Canj to mała miejscowość, gdzie po 23 nic się nie dzieje. Nie jest to Ibiza. Faktycznie, jest to dobra baza wypadowa (autobusy do Bar kursują co pół godziny- jazda w szczycie trwa bardzo długo). Hotelem czuje się rozczarowana. Najgorsze są kolejki w stołówce (czasami kolejki 20/30 metrowe). Wyglada to dosłownie jak w szkole na przerwie obiadowej. Jedzenie mało urozmaicone. Mało owoców, pomidory z kolacji podawane są następnego dnia na śniadanie. Alkohol, który podawany jest do kolacji można wypić tylko w restauracji lub na oszklonym mini tarasie. Nie można wyjść z alkoholem na patio. Gdy otworzyłam drzwi tarasowe przy restauracji pan z obsługi podszedł i je zamknął. Nie mam pojęcia jaką mają w tym hotelu politykę. Na plaże jest blisko.
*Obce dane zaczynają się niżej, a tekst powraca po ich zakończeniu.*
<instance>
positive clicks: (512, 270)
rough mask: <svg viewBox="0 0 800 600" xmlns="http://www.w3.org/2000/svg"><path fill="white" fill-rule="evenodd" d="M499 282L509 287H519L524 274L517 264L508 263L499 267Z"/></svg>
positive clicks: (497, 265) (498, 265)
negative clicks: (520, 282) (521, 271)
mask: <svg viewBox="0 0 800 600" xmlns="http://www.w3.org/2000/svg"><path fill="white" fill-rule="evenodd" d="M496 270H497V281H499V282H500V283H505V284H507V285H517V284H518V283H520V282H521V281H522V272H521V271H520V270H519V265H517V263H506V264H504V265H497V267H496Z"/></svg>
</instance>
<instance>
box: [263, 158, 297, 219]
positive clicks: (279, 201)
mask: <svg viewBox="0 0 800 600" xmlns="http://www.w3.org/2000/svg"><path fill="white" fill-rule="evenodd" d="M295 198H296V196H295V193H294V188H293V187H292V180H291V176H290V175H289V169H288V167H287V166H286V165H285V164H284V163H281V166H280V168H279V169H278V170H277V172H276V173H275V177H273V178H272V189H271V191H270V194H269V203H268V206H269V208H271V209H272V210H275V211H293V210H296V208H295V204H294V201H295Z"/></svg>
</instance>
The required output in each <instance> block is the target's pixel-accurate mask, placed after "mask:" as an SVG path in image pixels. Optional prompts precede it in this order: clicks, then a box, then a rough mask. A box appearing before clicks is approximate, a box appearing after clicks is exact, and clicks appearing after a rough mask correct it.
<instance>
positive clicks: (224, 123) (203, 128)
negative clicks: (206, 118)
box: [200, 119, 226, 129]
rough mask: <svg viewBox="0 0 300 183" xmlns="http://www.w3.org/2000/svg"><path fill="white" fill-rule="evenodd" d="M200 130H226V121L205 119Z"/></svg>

Woda cudowna, niestety sporo śmieci. Polecam pójść na plaże w okolice hotelu Pearl Beach (hotel wyglada całkiem dobrze). Pokoje w hotelu 4-gwiazdkowym są czyste i ładne. Problem z ciśnieniem wody w pokojach na 5 piętrze (w godzinach szczytu nie było jej wcale). W części 3-gwiazdkowej jeszcze komuna. Nie czułam się tu dobrze.
3.0/6
Czy ta opinia była pomocna?
Hotel Montenegro to nowy obiekt, wystrój standardowy ale już nieco zaniedbany, przede wszystkim sprzątanie polega na wyniesieniu śmieci i przetarciu mopem środka pokoju, brak środków chemicznych dezynfekujących do łazienki. Śniadania i obiadokolacje zimne, nawet zupy były ledwie ciepłe i niestety tłuste. Na śniadania ciągle to samo, spieczona na wiór zimna jajecznica kiełbaski, wędlina, sery. Mięso na kolację przeważnie twarde i ubogi wybór surówek, brak miejscowych owoców , (były czasem tylko banany). Jedzenia niby dużo, ale mało smaczne. Samo miasteczko bardzo ładnie położone, ale wszędzie brudno, pełno śmieci i butelek, brak koszy na śmieci. To samo dotyczy plaży, również brudna. Nie polecam tego miejsca na dłuższy wypoczynek.